Dialectic Deduction, (or the metaphysical dynamic)
- edboait
- Jun 8, 2020
- 2 min read
This argument is central to my philosophical thesis, but I have avoided writing it as I am still trying to figure out the fundamentals. What I have so far, it is the notion that experience is both mind and matter, that it is impossible to use induction to achieve knowledge of the whole. All our beliefs that come from experience are a merger of body and mind. However the starting point of understanding should be with the universal, for me the universal is also a duality, but they are separate. Pure mind and pure matter cannot be experienced by the human mind, they are purely speculative, this is where we need to start our principles of reason, from God and the Void. We can start by giving them opposing properties, God is creative and the Void is destructive, the Void is dividing and God is unifying. For me, it comes down to opposing causes and opposing powers, but i am still working on what I mean by opposing powers.
It was in hospital, during a major psychotic episode that I discovered my duality, I was trying to discover the nature of a perfect deduction. I realized that there is both 'many to one', and 'one to many', there had to be two sides to the deduction, I had been thinking of something similar but then it really shone on me. Many to one, is quite a simple object of freedom, you start with many options and then you choose one. The, one to many, was a tougher concept and I'm still working on it, the notion I am thinking about is that physically we are all made from the same material. Sub-atomic structures are one thing that makes the many, going from one to many. How I turn these notions into power I don't know, but I think freedom and necessity are important, they have always been in the middle of my thinking.
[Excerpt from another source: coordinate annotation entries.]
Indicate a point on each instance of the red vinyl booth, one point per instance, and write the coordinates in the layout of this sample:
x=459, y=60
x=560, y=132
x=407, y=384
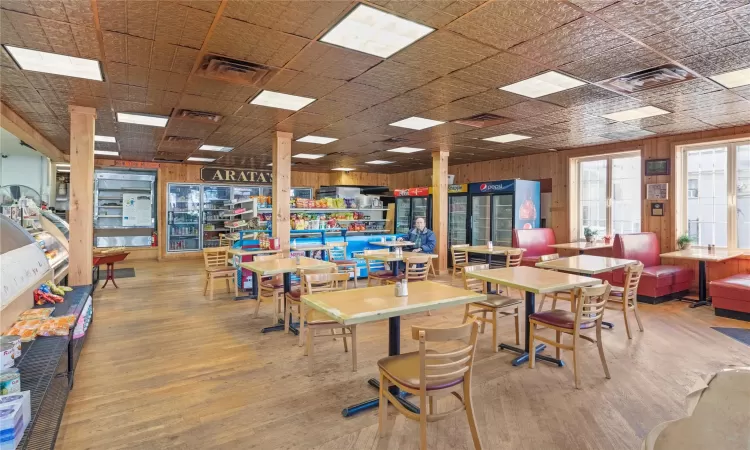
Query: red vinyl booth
x=658, y=281
x=536, y=242
x=731, y=296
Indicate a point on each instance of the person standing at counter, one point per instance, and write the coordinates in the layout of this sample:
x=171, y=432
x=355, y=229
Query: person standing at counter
x=424, y=239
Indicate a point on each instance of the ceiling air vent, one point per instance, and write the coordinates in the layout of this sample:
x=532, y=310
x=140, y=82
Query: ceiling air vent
x=235, y=71
x=483, y=120
x=649, y=79
x=199, y=116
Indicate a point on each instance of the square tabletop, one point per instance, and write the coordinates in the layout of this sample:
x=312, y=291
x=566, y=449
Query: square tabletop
x=285, y=265
x=371, y=304
x=581, y=246
x=586, y=264
x=531, y=279
x=702, y=254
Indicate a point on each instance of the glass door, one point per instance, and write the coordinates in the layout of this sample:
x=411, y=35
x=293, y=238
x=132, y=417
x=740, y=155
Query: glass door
x=214, y=198
x=502, y=227
x=183, y=214
x=480, y=216
x=403, y=214
x=457, y=209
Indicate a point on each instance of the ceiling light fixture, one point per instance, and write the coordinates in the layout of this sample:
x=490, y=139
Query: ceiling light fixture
x=106, y=153
x=732, y=79
x=503, y=138
x=69, y=66
x=316, y=139
x=416, y=123
x=405, y=150
x=375, y=32
x=273, y=99
x=143, y=119
x=636, y=113
x=215, y=148
x=544, y=84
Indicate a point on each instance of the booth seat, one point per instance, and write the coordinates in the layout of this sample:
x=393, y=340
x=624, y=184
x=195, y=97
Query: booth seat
x=659, y=282
x=731, y=296
x=536, y=242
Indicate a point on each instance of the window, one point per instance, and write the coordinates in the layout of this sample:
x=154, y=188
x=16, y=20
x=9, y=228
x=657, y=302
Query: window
x=717, y=201
x=610, y=194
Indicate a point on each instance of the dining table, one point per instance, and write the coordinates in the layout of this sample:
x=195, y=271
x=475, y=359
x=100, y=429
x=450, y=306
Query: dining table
x=284, y=267
x=372, y=304
x=533, y=281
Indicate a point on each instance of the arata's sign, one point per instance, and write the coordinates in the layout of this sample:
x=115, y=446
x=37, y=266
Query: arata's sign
x=226, y=175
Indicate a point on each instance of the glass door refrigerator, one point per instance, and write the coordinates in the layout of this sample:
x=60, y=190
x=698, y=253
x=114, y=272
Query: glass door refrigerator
x=497, y=207
x=183, y=217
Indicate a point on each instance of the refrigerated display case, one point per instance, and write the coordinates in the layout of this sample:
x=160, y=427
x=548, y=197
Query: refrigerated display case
x=497, y=207
x=183, y=217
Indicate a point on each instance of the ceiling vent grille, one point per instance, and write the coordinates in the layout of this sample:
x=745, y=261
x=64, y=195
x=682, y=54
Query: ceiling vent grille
x=235, y=71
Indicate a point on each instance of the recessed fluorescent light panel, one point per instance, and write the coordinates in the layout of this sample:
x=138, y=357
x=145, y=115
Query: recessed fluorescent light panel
x=282, y=101
x=507, y=138
x=68, y=66
x=215, y=148
x=316, y=139
x=143, y=119
x=544, y=84
x=375, y=32
x=416, y=123
x=196, y=159
x=637, y=113
x=405, y=150
x=733, y=79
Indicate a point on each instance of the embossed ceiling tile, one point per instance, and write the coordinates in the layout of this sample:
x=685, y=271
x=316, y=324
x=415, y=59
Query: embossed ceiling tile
x=392, y=76
x=577, y=40
x=333, y=62
x=444, y=52
x=618, y=61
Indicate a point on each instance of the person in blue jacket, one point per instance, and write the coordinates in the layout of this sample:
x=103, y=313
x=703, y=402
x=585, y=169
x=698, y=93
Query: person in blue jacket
x=424, y=239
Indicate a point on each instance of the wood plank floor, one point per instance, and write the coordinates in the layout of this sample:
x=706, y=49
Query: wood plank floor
x=164, y=367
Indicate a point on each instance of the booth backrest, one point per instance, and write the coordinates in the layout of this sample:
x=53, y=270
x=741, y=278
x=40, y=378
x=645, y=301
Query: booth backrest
x=643, y=247
x=536, y=241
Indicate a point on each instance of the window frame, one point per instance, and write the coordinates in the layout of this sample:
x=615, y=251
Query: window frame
x=609, y=200
x=732, y=225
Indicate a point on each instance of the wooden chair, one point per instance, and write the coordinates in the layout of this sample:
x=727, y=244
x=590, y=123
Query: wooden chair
x=215, y=261
x=293, y=303
x=337, y=255
x=460, y=258
x=373, y=272
x=315, y=320
x=427, y=374
x=494, y=305
x=629, y=302
x=590, y=304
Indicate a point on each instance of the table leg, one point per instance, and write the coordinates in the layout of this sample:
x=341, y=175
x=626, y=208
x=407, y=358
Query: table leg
x=394, y=348
x=530, y=308
x=703, y=299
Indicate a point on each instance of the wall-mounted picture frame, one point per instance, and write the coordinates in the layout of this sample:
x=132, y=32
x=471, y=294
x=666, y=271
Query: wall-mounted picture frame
x=657, y=191
x=656, y=167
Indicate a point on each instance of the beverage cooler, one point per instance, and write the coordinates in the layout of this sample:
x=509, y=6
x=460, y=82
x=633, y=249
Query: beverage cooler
x=497, y=207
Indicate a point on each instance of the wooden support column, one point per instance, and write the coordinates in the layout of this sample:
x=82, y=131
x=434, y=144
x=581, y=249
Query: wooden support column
x=282, y=167
x=81, y=212
x=440, y=207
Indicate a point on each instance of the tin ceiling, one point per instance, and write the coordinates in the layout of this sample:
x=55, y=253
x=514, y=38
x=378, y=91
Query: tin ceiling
x=154, y=56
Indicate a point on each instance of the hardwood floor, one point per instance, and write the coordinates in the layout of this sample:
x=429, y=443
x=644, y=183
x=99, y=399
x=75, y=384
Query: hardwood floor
x=164, y=367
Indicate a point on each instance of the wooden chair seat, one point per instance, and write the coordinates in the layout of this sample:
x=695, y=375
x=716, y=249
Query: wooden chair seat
x=559, y=318
x=404, y=369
In Kant's 'transcendental dialectic' there is one that stands out for me, are we created by something simple or something complex? I believe knowing why we are as we are is an extremely complex process, but once a theory has been established then it become simple. My theory starts with God and the Void but the aim of the reason is to discover yourself in the eternal. To go from the most universal to finding where you belong and to what you belong. We start with just God and the Void, the next step is to question, what effect does mind have on matter and matter on to mind? Once there is knowledge of the opposing effects then you look at what there is inside your own consciousness. What does God feel like to you? How effective are your beliefs about such and such? All these questions will now have a mode for answering, because the understanding has a grip on the opposing powers of creation and destruction. Once there is a clear line between the universal and the individual, judgement of value will have a scientific precision.